Attached Paper In-person November Annual Meeting 2026

Prospects for a Project-Based Turn in Comparative Religious Ethics

Abstract for Online Program Book (maximum 150 words)

This paper describes the short shrift historical injustices like slavery receive in Rorty’s philosophy of social hope. Rorty’s narrative arc of the United States turns on the notion that philosophers migrated from the revolutionary vanguard to the academy. No longer the primary drivers of social change, twentieth (and twenty-first) century philosophers have to build coalitions in order to achieve their long-term vision of “a classless and casteless society”. However, Rorty’s brand of obstinate liberalism does not consider the potential and proven value of theologically-minded social reformers. Slave redress is not a bygone concern if we seriously range the threat to the social order posed by anarchists, postliberals, and “technofeudalists” like Peter Thiel and Curtis Yarvin. A sudden and rapid infusion to the American middle-class is the kind of stabilizing project that should interest heirs of Enlightenment principles.
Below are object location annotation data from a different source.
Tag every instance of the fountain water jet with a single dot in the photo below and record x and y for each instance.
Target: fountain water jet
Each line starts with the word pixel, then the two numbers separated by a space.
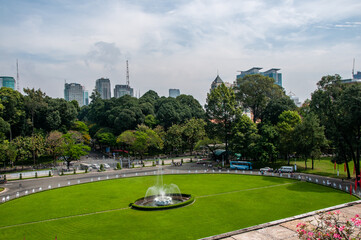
pixel 160 196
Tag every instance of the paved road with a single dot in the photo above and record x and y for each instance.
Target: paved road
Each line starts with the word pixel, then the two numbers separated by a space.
pixel 281 229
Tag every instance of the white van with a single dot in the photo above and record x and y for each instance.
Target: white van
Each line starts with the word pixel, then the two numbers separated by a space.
pixel 286 169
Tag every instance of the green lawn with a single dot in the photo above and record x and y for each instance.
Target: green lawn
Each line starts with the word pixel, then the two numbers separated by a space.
pixel 99 210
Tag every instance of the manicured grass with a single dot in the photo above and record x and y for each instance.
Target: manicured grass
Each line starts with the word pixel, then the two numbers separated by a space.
pixel 223 202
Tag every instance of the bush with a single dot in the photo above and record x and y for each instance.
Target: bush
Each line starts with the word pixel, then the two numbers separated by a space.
pixel 329 226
And yet that kind of backward-looking reflection does not sit well with Rorty’s conditional utopianism. Bringing our peers in philosophy departments to bear on the material turn among Black Theologians is itself a worthwhile goal for the comparative religious ethicist. This paper thus bridges theorists of social hope with the kinds of community-minded practitioners that place a similar premium on political stability.